Similarly Rime (2001) examines the Swiss banks’ capital and risk behaviour. The
author adopts a simultaneous equations approach to examine whether Swiss banks
which close to the minimum regulatory standards tend to increase their capital ratio.
He suggests regulatory pressure has a positive and significant impact on capital ratio.
However, there is no evidence of capital requirement has significant impact on the
banks’ risk taking behaviour.
David van Hoose (2007) reviews the academic studies of bank capital regulations and
he finds previous literature are remain unclear towards the effects of capital regulation
on portfolio risk as well as the overall safety and soundness for the banking system.
23
This is because banks may make riskier asset choices in order to enlarge the “capital
cushion”. However, the literatures generally agree that the immediate effects of
constraining capital standard are likely to reduce the credit risk of the banks.
Capital regulation may influence the bank’ lending behaviors, in turn affect the banks’
portfolio risk. Kentaro (2007) finds that capital regulations do not prevent risk taking
behaviours as undercapitalized banks may issues more subordinated debts to meet the
capital requirements. However, the Kentaro doubt that, the issues of recapitalized
using subordinated debts may allow Japanese banks to swift their loan portfolio
towards more risky investments in real estate sector and worsened the non performing
loans problems.
2.4.3 SHAREHOLDERS AND MANAGERS’ RISK AVERSION
The ownership structure may also affect the target capital level. Saunders, Strock and
Travlos (1990) concentrate on the risk taking behaviours of both stockholder
controlled banks and managerially controlled banks. The limited liabilities of the
stockholders grant them incentive to increase the risk of the company. In contrast, the
banks’ manager decision on the amount of capital hold is influence by the degree to
their best interests. The results support their hypothesis where the stockholders
controlled banks show significantly higher risk taking behaviour than managerially
controlled banks. This entails that the regulators must increase examination for
stockholders controlled banks.
Apart from this, Ronald C. Anderson and Donald R. Fraser (2000) present evidence
that managerial shareholdings are an important determinant of bank risk-taking.
Managerial shareholdings are positively related to total and firm specific risk in the
24
late 1980s when banking was relatively less regulated and when the industry was
under considerable financial stress. In addition, Jeitschko and Jeung (2005) also
suggest bank risk is negatively correlated with capitalization if the shareholders’
incentives are dominating factors in determining asset risk. In contrast to this, they
also point out the possibility that bank risk is positively correlated with capitalisation
whenever managerial incentives are dominating factors in determining asset risk.
2.4.4 BANK EARNINGS OR CHARTER VALUE
Charter Value can also defined as the value of a bank being able to continue to do
business in the future, reflected as part of its share price. Demsetz et al. (1996)

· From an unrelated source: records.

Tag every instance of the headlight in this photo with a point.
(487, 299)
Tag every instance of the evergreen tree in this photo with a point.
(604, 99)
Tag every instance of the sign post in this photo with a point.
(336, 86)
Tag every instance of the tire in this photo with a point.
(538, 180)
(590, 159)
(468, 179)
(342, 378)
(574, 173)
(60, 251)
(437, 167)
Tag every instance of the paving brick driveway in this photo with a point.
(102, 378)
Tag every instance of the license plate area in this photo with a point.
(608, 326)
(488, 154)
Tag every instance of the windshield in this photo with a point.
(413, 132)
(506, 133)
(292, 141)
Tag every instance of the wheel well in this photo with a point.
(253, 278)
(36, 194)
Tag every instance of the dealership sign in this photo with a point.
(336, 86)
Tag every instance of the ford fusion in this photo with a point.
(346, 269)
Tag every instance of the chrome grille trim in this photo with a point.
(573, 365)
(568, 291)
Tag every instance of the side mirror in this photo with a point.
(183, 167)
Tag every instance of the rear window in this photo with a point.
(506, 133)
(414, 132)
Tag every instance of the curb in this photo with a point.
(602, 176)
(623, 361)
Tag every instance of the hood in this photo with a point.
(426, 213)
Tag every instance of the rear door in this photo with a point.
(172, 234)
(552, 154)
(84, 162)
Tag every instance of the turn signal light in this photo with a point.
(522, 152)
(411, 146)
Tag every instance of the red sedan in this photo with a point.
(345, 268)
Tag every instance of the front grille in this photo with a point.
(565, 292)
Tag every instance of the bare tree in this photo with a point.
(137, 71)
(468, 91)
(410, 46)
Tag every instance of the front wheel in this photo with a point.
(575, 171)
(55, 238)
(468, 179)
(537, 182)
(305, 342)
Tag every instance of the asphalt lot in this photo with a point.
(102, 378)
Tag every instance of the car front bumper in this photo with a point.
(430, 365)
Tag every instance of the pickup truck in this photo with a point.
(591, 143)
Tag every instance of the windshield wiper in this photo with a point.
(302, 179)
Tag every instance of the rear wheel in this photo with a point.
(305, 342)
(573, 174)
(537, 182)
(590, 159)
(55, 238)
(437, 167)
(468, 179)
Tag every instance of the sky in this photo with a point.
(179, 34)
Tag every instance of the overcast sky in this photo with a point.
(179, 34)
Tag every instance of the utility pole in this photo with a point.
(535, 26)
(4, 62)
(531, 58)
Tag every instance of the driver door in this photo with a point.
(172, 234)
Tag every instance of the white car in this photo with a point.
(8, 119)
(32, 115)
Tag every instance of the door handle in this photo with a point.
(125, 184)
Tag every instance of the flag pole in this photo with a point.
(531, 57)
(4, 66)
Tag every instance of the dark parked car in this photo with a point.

suggest that franchise value plays an important role in banking because it helps
mitigate the moral hazard problem. In order to maintain the franchise value, this will
give the banks’ management additional incentive to avoid excessively involved in
risky businesses besides meeting the minimum level required by the regulator. Their
empirical analysis supports the negative relationship of franchise value and risk. That
banks having a lower franchise value (alternative term for charter value) behave more
aggressively.
Additionally, Saunders and Wilson (2001) suggest that the relationship between
charter value and capital structure decisions is procyclical. Their regression results
show that during economic booms situation, high charter value banks posses a higher
capital ratio. Nevertheless, during economic recessions, higher charter value banks
uphold higher losses of charter value. The most important finding of this paper is that
charter value may not able to lessen the amount of risky activities that banks involved.
25
2.5 EMPIRICAL FINDINGS ON ASIAN BANKS
The last section of this chapter reviewed some major empirical studies based on Asian
banks sample. Song (1998) examines Korean banks’ responses to the Basel risk
weighted capital adequacy requirements implemented in 1993. The author concludes
that the higher capital requirements were generally effective because Korean banks
generally did not much utilize “cosmetic” adjustments to increase their capital ratios.
Likewise, S. Ghosh et al. (2003) find that Indian public sector banks have not resorted
to assets substitution across the risk-weight categories by substitute low risk
government securities for high risk loans in order to meet their capital requirement.
This shows shat capital regulation does influence the banks decisions making.
Yu (2000) documents bank size; liquidity and profitability are the main determinants
of bank capital ratio in Taiwan. The author summarises that large banks in Taiwan
have much lower capital ratios than the small banks which is consistent with the
previous study where the large banks feel that they are “too big to fail”. The author
also suggests that the banks mainly use internal source of capital, this contributes that
more profitable banks tend to have higher capital ratios. The remarkable finding of
this paper is the relationship between the equity-to-asset ratio and the liquidity ratio is
significantly positive for small banks, but significantly negative for medium size
banks.
Ito and Sasaki (2002) investigate how Japanese banks responded to the introduction of
BIS based capital regulation and to the decline in stock prices. They found that
Japanese bank reduced lending and increased levels of subordinated debt to maintain
their capital adequacy ratios between 1990 and 1993. Kentaro (2007) also finds that a
26
capital adequacy requirement did not prevent risk-taking behavior of undercapitalized
banks since they then just issued more subordinated debts to meet this requirement.
Jeitschko and Jeung (2008) build a testing model that incorporates the three different
incentives of the three entities that are involved in the risk determination of a bank.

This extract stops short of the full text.